Of course, the obvious problem with a lit cigarette is the potential to burn someone, or to start a fire. Fall asleep while smoking, or unknowingly light up around a natural gas leak, and that is all it takes to start a disastrous fire. Cigarette smoke itself, though, also creates dangerous and life-threatening concerns for children- or anyone around a smoker, to be completely honest. Secondhand smoke, as it has come to be called, emits consistently while a cigarette is lit.
There are two types of smoke cigarettes produce: mainstream and sidestream. Mainstream smoke is what smokers exhale into the air. Sidestream smoke, though, is made up of the fumes that actually come off the end of the lit cigarette itself. In the next room, in the same building, or even outside, lingering cigarette smoke can affect anyone around. The known effects of secondhand smoke have led to strict regulation and prohibition of smoking in many public spaces.
Air
Indoor bans on smoking drive people to smoke outdoors. But, as we already noted, smoke does not simply dissipate into nothing as it fades. In fact, studies show that cigarettes are a major contributor to climate change, impact the ozone layer, and add dangerous carcinogens to the air around us. For example, cigarettes produce nitrogen oxide.

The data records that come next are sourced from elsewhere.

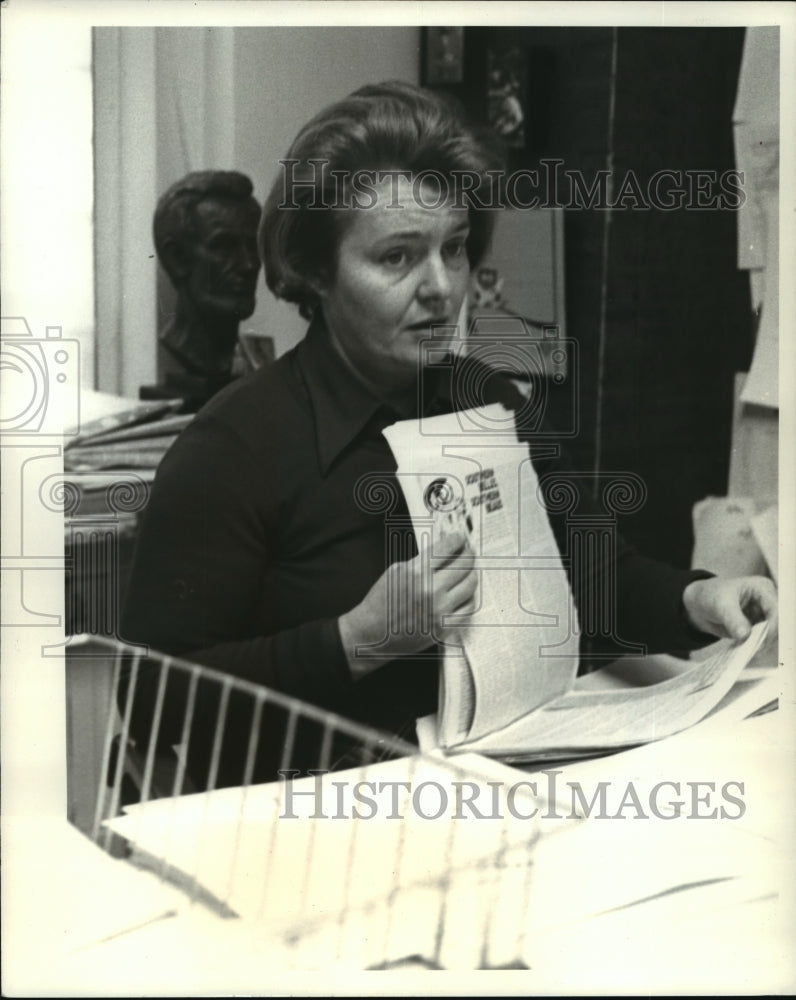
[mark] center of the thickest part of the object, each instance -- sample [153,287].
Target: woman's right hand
[405,609]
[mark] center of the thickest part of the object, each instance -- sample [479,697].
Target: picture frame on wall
[443,62]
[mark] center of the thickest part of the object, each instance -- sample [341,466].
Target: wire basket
[331,844]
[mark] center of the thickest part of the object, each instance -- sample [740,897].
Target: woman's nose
[435,283]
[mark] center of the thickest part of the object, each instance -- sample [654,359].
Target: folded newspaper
[508,679]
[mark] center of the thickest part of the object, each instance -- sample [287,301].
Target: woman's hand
[405,610]
[728,607]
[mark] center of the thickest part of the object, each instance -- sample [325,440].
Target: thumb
[735,622]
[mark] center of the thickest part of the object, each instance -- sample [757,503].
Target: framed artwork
[443,56]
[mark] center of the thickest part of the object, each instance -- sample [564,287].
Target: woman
[255,557]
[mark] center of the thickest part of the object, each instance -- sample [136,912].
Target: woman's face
[401,269]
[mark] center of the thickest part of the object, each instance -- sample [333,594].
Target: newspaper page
[585,721]
[519,649]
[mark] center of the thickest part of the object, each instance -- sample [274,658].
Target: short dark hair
[392,126]
[174,218]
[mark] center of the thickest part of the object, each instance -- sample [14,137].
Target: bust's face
[224,263]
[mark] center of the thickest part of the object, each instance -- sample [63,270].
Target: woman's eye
[456,249]
[395,258]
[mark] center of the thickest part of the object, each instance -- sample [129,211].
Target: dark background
[679,322]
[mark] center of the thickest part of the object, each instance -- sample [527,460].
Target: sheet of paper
[584,720]
[525,620]
[335,879]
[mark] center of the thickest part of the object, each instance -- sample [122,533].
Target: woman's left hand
[728,607]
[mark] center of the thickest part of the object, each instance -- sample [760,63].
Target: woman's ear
[319,282]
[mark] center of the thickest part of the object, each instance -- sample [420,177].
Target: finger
[455,574]
[734,622]
[759,603]
[463,593]
[449,546]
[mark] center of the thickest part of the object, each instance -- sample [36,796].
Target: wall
[654,298]
[172,100]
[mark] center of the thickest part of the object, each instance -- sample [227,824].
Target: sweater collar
[341,404]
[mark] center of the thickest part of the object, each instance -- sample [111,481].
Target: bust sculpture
[205,232]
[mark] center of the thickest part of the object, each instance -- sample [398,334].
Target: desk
[646,906]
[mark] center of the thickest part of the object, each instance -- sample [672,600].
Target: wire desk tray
[330,843]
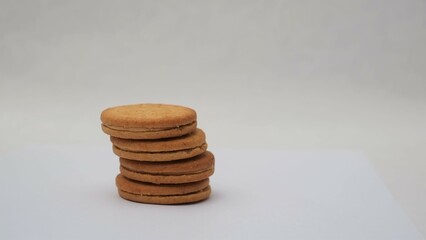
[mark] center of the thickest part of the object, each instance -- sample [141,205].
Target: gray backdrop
[261,74]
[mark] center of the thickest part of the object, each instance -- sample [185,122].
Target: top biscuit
[148,121]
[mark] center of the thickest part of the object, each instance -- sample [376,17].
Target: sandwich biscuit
[162,193]
[148,121]
[172,172]
[161,150]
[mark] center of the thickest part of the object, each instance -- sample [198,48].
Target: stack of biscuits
[163,155]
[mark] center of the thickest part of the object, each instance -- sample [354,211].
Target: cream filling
[168,174]
[132,129]
[188,150]
[172,195]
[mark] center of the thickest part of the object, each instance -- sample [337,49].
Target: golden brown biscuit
[172,199]
[167,149]
[162,193]
[148,121]
[182,171]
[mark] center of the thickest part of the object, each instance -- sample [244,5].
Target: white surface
[68,192]
[333,74]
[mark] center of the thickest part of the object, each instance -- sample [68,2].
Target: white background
[261,74]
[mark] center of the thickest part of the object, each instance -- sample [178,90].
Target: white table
[68,192]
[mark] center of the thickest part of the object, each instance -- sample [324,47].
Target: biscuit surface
[160,156]
[195,139]
[148,121]
[143,188]
[172,199]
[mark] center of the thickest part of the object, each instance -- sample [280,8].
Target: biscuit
[162,193]
[167,149]
[182,171]
[148,121]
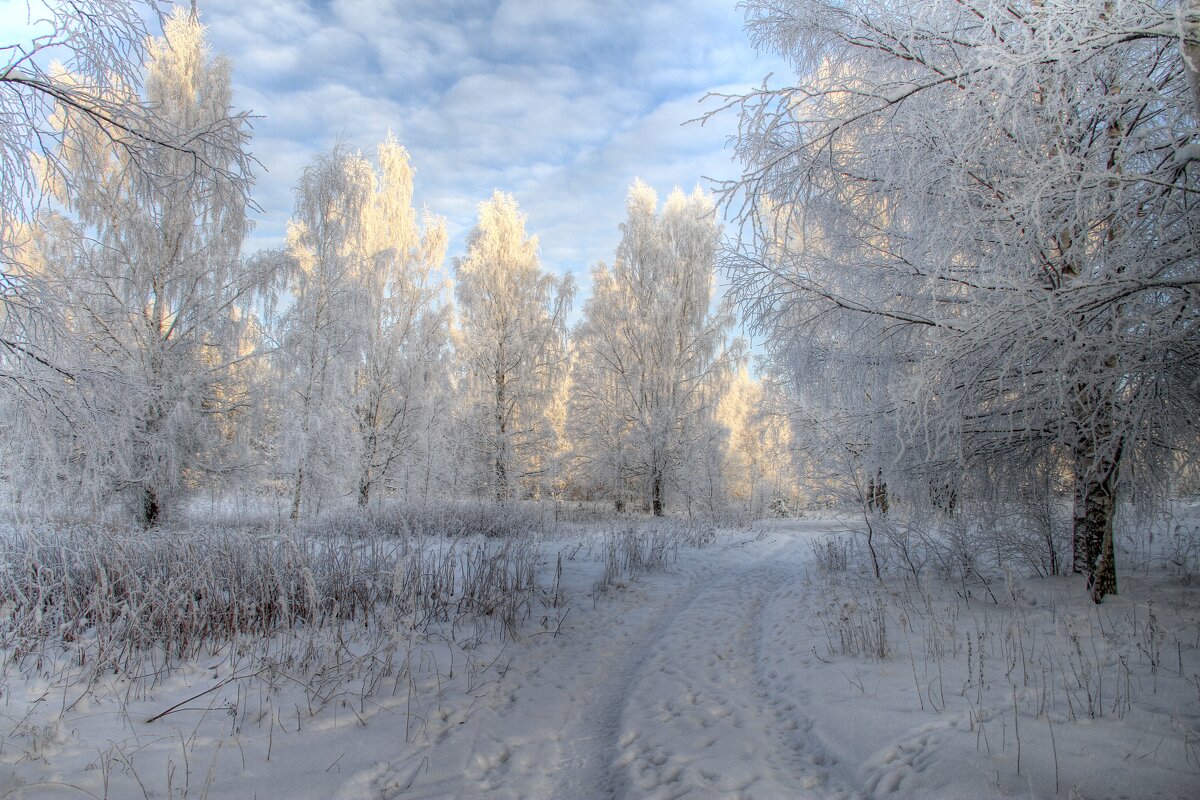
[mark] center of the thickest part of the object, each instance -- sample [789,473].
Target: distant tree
[513,348]
[402,364]
[142,277]
[757,451]
[991,210]
[319,336]
[651,355]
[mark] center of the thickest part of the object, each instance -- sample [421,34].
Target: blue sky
[561,102]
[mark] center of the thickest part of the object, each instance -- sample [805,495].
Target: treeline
[147,359]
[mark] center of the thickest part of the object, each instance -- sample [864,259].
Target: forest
[927,367]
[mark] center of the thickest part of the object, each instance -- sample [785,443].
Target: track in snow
[666,691]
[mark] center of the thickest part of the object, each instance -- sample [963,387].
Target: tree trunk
[499,459]
[297,494]
[1096,503]
[657,492]
[149,507]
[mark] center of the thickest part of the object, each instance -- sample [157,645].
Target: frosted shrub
[111,597]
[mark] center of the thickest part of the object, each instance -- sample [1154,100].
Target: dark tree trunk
[657,493]
[1096,504]
[149,507]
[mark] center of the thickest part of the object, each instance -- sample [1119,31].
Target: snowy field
[675,662]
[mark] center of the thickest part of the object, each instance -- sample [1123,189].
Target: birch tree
[513,348]
[652,358]
[364,344]
[1009,192]
[73,77]
[143,275]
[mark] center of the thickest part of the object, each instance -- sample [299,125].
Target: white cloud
[562,103]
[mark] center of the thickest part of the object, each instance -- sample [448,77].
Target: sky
[561,102]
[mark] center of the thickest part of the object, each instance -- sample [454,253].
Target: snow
[743,671]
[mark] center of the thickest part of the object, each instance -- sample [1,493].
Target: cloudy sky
[561,102]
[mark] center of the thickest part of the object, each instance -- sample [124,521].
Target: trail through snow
[665,691]
[729,675]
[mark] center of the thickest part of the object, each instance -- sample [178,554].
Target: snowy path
[665,691]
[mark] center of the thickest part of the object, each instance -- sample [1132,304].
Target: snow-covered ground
[742,671]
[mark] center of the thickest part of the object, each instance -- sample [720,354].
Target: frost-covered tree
[364,342]
[651,354]
[757,453]
[1003,196]
[403,355]
[318,341]
[513,348]
[142,275]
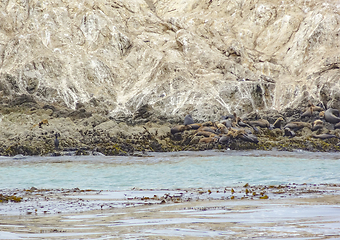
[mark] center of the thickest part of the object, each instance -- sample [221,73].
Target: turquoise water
[170,170]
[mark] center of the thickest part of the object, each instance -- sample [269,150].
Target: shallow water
[170,170]
[185,195]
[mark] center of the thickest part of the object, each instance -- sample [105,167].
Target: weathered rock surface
[206,57]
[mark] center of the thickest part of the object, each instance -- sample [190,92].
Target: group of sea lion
[232,127]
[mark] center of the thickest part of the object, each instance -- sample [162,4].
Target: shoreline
[311,216]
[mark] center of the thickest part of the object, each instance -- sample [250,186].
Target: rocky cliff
[206,57]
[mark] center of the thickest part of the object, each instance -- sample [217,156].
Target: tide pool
[179,170]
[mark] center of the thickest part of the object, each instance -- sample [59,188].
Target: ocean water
[179,170]
[306,208]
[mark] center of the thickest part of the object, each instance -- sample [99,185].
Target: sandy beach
[295,211]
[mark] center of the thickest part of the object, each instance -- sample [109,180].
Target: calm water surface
[170,170]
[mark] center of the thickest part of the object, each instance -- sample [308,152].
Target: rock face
[204,57]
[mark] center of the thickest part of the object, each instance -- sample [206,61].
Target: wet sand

Nitrogen oxide is a leading contributor to urban smog formation. Think, then, of concentrated smokers in metropolitan areas, and the amount of smoking they do. Now, consider that more smokers instead take their habits outdoors into open areas, and how much that adds to the already horrible smog problems in cities like Beijing or Los Angeles.
VAPES
There are alternatives to the destructive and dangerous practices of the tobacco industry. E-cigarettes and vapes are not without their own potential risks. However, compared to the myriad deadly factors involved in the growth, production, and distribution of tobacco products, vapes are relatively harmless.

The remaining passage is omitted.